The second is much more important, though: The constant variable is what allows your dependent variable to be dichotomous, i.e. to take only the two standard values (usually zero and one) without changing the interpretation of the results. In other words, to make a logistic regression without a constant valid, you would need to use a different value than one for "success" and/or zero for "failure" in order for your estimates to be unbiased. It would be difficult if not impossible to know that correct value a priori.... for instance, failure without a constant could still be coded as zero, but then maybe success would have to be represented by \(\pi\).

Unlike with simple linear regression, I know of no circumstances under which omitting a constant in a logistic regression is a reasonable assertion.
 
#3
Well... I found a nice article that may be helpful for somebody with the same doubt:

http://www.duke.edu/~rnau/regnotes.htm

Briefly, it is interesting that they mentioned that:
"In rare cases you may wish to exclude the constant from the model. (...) Usually, this will be done only if (i) it is possible to imagine the independent variables all assuming the value zero simultaneously, and you feel that in this case it should logically follow that the dependent variable will also be equal to zero; or else (ii) the constant is redundant with the set of independent variables you wish to use."
 

Jake

Cookie Scientist
#4
So if you omit the constant, you're essentially saying that if all other variables are zero, then the probability of success is zero.
Remember we are dealing with the logit scale here.

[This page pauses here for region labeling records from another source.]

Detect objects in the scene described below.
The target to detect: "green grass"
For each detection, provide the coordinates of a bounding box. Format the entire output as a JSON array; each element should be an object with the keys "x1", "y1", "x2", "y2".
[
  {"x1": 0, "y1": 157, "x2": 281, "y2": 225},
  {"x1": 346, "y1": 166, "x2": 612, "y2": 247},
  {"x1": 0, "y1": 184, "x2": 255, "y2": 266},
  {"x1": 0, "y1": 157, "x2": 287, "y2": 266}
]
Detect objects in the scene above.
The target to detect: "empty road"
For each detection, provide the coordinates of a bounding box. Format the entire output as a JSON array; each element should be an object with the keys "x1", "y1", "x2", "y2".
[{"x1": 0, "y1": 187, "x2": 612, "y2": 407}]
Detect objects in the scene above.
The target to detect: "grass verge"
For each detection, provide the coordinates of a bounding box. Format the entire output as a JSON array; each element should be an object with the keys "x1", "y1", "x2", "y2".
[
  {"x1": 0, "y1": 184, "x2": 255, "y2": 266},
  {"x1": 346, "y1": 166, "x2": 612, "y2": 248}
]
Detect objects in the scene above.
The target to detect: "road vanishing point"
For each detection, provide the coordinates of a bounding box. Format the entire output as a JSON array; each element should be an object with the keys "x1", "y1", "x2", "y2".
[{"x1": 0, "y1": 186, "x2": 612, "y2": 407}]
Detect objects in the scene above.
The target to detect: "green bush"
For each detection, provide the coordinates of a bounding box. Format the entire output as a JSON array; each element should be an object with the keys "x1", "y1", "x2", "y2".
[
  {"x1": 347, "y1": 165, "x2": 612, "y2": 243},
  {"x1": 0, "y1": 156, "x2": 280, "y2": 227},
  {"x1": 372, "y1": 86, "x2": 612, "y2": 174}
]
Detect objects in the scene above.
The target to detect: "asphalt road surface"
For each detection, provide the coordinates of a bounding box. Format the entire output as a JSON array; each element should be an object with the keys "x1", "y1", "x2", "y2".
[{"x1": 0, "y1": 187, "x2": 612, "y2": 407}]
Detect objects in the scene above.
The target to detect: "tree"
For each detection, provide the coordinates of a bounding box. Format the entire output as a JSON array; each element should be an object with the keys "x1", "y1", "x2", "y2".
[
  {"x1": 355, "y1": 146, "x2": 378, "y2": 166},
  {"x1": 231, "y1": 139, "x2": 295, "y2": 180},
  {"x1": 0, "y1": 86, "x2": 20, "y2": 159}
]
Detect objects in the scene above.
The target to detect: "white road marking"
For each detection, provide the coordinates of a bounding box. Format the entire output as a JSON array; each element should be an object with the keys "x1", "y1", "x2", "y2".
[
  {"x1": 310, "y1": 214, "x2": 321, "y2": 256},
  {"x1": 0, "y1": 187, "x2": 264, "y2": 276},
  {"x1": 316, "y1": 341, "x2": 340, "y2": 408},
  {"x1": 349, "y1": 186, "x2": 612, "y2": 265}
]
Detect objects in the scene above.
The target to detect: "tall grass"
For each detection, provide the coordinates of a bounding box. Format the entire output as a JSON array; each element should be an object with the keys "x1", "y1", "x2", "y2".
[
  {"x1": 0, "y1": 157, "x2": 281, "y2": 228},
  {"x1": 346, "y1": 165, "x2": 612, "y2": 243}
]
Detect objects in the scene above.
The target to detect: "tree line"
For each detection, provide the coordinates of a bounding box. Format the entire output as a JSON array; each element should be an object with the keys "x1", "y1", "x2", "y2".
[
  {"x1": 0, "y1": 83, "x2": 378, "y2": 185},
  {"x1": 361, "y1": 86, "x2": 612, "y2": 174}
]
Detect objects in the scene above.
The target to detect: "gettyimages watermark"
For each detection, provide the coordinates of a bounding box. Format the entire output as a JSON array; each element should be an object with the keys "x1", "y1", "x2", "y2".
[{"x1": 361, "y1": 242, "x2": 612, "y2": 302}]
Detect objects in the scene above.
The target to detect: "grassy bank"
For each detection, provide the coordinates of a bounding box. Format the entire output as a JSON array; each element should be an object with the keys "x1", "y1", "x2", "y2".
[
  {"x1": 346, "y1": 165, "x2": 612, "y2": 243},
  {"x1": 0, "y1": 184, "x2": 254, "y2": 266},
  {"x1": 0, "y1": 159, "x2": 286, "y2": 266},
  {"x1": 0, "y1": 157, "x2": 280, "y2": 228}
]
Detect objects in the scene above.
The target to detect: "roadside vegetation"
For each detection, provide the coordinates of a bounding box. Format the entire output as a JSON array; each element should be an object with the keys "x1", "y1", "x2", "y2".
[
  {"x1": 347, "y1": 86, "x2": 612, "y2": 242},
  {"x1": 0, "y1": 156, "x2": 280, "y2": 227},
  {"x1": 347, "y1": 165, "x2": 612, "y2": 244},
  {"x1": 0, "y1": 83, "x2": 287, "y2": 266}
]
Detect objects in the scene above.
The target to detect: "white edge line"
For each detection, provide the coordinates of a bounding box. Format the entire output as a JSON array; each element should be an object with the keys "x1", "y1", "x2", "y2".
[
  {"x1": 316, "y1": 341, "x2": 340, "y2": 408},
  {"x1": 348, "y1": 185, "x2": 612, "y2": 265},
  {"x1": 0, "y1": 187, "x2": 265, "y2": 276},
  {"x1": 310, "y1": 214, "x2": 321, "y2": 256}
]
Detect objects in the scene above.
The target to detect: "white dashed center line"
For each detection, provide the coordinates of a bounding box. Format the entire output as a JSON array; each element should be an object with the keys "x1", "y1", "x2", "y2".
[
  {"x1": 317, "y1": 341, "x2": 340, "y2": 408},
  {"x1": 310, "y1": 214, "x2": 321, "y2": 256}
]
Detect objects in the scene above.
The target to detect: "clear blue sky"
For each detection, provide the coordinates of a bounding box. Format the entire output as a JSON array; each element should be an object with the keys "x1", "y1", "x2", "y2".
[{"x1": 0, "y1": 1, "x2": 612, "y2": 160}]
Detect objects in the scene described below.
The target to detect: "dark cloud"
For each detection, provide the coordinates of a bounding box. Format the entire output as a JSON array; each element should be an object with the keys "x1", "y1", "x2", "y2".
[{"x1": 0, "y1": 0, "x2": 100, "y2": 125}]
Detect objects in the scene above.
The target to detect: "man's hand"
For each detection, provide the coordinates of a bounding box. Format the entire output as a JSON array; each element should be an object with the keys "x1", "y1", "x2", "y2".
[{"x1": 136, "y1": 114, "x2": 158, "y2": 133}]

So a 0 intercept means that when all the predictors are 0, the logit is 0. And logit = 0 implies probability = 0.5 (not probability = 0).

I didn't really follow what you were saying in the second paragraph. Maybe you could explain it again.
 
#5
Remember we are dealing with the logit scale here. So a 0 intercept means that when all the predictors are 0, the logit is 0. And logit = 0 implies probability = 0.5 (not probability = 0).

I didn't really follow what you were saying in the second paragraph. Maybe you could explain it again.
So let's say that the dependent variable is a disease and I have the same number of controls and patients. If the predictors (independent variables) are 0, the logit=0 and the probability of the outcome (disease) will be 0.5 in my sample, which is real because I matched patients with controls. Therefore, am I allowed to exclude the constant?
 

Jake

Cookie Scientist
#6
The intercept reflects the base rate of the disease--it has nothing to do with whether patients are matched with controls. You certainly should estimate the intercept in your model, not exclude it. It is a rare circumstance indeed when one would be justified in constraining the intercept in a regression model, and nothing that I have read so far suggests to me that this is one of those rare circumstances.